Save dataset into .pt file

himat · September 16, 2018, 4:53pm

I am taking MNIST data and performing some processing on it.
Instead of doing this processing every time the image is loaded, I want to just save it as a new dataset so that I can just directly read it the next time.

What is the proper way of saving a dataset? I can’t seem to find any examples.

ptrblck · September 16, 2018, 5:05pm

You approach so store the data as tensors seems like a good idea!
If you save the data as tensors and load them in your next run, you could pass them into a TensorDataset.

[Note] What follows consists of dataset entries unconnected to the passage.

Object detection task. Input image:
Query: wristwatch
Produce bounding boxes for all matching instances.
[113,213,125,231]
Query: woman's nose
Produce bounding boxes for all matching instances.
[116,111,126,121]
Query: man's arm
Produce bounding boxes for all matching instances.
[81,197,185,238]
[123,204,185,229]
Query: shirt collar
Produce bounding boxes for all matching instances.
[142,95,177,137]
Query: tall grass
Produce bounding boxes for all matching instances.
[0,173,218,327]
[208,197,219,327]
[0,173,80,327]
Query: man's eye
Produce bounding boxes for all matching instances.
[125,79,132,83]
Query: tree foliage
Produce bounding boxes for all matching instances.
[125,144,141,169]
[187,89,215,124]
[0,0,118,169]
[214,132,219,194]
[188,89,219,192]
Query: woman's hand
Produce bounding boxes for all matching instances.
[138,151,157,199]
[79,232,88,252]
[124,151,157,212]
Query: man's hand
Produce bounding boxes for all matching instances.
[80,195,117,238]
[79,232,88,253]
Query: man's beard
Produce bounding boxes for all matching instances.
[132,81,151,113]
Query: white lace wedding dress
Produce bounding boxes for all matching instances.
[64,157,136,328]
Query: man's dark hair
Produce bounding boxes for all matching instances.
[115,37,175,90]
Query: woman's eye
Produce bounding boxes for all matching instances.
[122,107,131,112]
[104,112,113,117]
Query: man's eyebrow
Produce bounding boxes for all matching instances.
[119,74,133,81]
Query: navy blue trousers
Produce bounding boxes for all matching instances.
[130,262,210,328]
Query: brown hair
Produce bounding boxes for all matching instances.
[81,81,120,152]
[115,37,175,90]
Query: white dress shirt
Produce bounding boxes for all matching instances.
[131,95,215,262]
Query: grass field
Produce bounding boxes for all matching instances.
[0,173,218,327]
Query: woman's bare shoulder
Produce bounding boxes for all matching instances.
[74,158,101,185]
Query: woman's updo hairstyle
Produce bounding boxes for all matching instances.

RobertYu · August 30, 2019, 2:36am

How about using pickle library?

https://docs.python.org/3/library/pickle.html

Frida · October 11, 2019, 8:41am

Thanks a lot, can you share some example?
What should be done after calling:
torch.utils.data.TensorDataset(data)
Out[14]: <torch.utils.data.dataset.TensorDataset at 0x1d6c4522ef0>

ptrblck · October 11, 2019, 3:38pm

Once you’ve loaded the tensors and created a TensorDataset, you could pass it to a DataLoader and start the training. Have a look at the Data loading tutorial for more information.

Frida · October 12, 2019, 7:30am

Thanks but how can I use it in a separate session?

ptrblck · October 12, 2019, 1:27pm

You could just load the tensors again and create the Dataset in the same way in another script.